Mike Nartker
NS&D Monitor
2/28/2014
A senior Department of Energy official late this week confirmed DOE has been examining the possible creation of a new organization that would be responsible for major line-item construction projects, but stressed that the idea was one among many under consideration to help improve how DOE manages projects. “There are a lot of ideas that are floating around. I think one of the things we try to do on project management is sort of do a blue sky look at ideas of things that might work,” Deputy Under Secretary for Management and Performance David Klaus said at a meeting the Energy Communities Alliance in Washington, D.C. “I don’t think I would give greater credibility to that idea or less credibility to that idea other than to say somewhere in that process people have suggested the idea, but it’s not like anything even is closely to the point of rolling in that direction.” Klaus added, “It’s an idea that’s out there. There are a lot of other ideas that are out there on how we can do a better job in project management.”

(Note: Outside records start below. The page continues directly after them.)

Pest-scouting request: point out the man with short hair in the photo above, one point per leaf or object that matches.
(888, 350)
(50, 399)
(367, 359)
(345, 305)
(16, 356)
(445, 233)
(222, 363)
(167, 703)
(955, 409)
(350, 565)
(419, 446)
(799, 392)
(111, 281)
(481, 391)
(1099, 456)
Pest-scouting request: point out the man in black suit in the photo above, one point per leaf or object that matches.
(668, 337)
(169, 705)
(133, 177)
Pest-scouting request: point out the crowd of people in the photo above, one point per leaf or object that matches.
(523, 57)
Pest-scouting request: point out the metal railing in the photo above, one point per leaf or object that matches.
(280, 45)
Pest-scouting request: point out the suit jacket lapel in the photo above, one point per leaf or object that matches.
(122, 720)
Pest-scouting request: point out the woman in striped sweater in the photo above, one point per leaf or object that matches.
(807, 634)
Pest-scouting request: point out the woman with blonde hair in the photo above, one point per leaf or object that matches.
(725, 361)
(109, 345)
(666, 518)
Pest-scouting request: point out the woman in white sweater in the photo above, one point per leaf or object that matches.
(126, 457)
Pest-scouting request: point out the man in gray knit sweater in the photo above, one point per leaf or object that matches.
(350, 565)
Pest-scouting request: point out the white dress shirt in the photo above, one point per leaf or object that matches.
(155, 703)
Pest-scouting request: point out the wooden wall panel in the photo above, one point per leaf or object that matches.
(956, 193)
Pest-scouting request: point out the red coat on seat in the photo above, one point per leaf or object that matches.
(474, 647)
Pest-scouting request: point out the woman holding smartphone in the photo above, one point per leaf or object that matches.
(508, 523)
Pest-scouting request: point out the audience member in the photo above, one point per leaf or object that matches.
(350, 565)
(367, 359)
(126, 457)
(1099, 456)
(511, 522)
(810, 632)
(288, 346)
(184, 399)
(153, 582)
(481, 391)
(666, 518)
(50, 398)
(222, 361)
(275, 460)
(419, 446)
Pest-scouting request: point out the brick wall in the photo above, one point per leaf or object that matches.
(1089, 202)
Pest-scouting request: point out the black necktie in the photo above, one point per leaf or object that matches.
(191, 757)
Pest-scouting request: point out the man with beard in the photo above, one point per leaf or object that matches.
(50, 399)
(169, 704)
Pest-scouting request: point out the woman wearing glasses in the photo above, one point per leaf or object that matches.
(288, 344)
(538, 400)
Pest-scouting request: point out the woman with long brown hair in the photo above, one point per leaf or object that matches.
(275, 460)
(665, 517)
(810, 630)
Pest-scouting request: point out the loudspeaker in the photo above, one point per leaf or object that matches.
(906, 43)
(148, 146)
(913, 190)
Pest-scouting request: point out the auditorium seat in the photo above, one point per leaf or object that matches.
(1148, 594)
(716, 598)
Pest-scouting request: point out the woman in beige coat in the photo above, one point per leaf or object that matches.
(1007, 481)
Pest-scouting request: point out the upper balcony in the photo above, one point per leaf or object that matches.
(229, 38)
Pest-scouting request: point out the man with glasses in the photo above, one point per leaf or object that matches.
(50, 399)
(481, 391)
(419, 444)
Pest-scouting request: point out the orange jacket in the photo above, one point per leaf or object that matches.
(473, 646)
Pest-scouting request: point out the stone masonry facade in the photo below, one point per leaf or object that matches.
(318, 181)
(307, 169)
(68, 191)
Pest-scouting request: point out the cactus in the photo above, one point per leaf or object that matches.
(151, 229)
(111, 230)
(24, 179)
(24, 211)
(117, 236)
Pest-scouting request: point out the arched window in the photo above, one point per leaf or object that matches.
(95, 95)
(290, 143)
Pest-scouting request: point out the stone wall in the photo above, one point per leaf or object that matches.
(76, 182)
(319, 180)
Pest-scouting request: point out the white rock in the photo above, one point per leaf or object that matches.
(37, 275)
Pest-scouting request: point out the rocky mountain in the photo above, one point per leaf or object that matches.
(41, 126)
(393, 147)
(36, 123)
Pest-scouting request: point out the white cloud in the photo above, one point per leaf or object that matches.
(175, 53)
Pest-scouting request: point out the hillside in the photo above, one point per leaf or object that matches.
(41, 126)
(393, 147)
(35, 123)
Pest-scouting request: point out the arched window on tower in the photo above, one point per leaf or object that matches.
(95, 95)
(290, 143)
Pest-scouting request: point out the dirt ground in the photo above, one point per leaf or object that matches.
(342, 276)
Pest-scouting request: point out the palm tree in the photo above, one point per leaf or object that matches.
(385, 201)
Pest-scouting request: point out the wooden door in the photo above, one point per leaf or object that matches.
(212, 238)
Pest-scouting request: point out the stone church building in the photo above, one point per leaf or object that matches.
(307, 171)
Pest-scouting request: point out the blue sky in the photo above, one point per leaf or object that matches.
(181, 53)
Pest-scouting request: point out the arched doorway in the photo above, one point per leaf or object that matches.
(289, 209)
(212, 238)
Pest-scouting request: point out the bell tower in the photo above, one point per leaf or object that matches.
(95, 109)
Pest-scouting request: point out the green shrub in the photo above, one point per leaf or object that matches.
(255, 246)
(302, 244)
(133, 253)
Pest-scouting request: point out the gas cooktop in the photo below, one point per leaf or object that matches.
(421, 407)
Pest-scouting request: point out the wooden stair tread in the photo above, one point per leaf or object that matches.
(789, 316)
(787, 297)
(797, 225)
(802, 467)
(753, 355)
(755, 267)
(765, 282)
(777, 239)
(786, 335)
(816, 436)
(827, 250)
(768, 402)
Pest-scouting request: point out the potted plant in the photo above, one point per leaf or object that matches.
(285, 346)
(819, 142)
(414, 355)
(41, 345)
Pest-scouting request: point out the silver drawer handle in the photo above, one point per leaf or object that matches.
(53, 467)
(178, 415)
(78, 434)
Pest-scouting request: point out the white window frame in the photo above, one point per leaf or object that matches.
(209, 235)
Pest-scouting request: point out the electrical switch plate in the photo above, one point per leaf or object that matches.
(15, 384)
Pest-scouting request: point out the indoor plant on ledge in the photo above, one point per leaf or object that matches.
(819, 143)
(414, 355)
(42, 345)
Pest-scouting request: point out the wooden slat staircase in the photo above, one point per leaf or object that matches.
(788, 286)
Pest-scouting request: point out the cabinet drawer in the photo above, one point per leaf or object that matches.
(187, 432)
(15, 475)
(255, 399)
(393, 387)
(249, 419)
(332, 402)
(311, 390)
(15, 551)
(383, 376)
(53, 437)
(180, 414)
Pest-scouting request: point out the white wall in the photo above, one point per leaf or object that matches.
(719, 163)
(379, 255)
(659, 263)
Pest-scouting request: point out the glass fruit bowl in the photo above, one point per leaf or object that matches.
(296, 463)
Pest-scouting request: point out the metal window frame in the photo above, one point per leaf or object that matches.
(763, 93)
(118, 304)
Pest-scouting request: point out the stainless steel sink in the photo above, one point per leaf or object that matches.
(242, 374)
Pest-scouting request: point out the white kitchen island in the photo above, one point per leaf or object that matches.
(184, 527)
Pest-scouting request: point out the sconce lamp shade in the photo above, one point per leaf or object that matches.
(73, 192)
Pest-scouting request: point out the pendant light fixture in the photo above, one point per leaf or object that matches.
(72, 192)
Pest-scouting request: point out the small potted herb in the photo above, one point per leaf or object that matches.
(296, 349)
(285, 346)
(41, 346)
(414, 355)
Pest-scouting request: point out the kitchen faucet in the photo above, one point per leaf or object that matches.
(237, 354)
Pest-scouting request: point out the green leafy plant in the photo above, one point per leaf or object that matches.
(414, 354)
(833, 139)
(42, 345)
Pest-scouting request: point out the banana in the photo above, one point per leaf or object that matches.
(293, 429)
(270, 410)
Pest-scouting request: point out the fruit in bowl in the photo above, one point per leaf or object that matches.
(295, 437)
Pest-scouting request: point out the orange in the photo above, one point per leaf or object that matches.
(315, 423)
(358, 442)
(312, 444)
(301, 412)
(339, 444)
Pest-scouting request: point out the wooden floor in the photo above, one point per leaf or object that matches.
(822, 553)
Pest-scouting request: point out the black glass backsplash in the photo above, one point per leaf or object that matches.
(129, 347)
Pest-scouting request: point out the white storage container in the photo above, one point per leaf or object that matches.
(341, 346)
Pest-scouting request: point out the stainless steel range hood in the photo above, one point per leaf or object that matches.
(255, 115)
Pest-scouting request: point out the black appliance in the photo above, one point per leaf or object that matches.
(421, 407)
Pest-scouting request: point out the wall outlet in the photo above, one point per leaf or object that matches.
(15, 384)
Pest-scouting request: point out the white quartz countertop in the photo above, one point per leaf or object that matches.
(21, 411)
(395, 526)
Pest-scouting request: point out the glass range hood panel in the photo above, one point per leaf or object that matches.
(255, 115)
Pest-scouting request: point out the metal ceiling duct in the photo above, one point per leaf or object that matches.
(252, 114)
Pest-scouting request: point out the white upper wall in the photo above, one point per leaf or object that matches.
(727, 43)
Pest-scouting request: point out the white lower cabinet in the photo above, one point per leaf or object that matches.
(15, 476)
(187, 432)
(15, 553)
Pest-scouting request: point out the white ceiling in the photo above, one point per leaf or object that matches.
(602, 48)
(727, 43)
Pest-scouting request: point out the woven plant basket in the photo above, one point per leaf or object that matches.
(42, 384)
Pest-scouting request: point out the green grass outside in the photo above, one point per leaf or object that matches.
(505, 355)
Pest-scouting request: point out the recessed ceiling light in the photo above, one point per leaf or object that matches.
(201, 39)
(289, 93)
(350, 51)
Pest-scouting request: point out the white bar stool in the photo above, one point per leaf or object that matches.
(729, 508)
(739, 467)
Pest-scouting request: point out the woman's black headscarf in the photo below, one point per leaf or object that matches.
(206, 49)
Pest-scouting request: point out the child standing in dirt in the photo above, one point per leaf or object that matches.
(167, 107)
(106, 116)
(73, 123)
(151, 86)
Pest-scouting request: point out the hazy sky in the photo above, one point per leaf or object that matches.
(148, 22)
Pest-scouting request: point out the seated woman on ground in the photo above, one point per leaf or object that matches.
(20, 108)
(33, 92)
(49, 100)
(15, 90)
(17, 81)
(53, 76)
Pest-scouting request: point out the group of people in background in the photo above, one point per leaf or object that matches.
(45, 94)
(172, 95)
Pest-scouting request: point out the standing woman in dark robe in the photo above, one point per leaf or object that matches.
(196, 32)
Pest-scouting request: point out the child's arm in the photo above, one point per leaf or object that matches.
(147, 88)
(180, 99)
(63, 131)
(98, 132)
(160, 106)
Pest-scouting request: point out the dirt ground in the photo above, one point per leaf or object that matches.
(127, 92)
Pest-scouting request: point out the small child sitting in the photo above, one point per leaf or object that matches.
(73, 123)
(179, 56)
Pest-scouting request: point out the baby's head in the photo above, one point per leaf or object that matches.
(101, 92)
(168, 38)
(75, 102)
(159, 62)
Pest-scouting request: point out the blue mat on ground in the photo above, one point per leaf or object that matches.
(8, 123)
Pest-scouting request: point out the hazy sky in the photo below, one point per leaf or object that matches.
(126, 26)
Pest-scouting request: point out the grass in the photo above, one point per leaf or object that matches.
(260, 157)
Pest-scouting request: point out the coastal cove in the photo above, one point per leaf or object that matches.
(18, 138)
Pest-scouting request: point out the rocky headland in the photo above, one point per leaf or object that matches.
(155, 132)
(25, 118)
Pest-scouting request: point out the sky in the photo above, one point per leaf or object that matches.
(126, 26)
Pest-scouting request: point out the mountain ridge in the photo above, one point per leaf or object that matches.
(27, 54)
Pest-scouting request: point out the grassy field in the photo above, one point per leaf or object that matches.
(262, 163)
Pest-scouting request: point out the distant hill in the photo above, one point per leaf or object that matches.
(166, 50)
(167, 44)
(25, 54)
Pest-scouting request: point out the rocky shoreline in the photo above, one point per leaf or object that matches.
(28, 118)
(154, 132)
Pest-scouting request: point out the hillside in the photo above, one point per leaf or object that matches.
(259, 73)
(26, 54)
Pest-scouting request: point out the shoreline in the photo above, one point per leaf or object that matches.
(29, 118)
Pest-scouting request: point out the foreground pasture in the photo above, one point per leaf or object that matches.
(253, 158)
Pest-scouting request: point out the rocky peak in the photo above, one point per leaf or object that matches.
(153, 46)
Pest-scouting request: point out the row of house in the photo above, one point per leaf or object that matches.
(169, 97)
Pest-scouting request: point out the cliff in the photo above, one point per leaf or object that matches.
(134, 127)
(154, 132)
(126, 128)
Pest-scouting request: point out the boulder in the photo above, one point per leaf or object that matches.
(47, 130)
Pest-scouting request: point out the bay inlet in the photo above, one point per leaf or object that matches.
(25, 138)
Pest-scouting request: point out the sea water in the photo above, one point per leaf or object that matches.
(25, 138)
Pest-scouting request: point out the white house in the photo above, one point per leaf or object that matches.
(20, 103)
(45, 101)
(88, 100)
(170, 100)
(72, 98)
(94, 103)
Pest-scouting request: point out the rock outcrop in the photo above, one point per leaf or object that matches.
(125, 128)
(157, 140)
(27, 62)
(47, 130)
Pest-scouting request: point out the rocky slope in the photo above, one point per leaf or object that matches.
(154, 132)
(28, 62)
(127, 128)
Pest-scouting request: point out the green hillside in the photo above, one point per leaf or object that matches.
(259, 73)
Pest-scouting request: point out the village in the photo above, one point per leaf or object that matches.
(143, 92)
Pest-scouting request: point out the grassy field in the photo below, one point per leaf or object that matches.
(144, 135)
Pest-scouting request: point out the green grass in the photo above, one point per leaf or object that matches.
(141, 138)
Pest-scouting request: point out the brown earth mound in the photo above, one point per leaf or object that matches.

NS&D Monitor first reported earlier this year that DOE was considering creating a new Departmental organization that would be responsible for major line-item construction projects across various programs, including the Office of Environmental Management and the National Nuclear Security Administration (NS&D Monitor, Vol. 18 No. 3). Both EM and NNSA have faced heavy scrutiny for years over their management of major construction projects, most of which have experienced significant cost-and-schedule increases. In EM, such projects include the Hanford Waste Treatment Plant, the Savannah River Site’s Salt Waste Processing Facility and the Idaho Sodium-Bearing Waste Treatment Facility. In the NNSA, such projects have included the Uranium Process Facility located at Y-12, the Chemistry and Metallurgy Research Replacement Facility at Los Alamos National Laboratory and Savannah River’s Mixed Oxide Fuel Fabrication Facility. In early 2013, the Government Accountability Office partially removed EM and NNSA from its biannual “high-risk” list, narrowing its remaining concerns to EM’s and NNSA’s major construction projects and high-value management and operating contracts.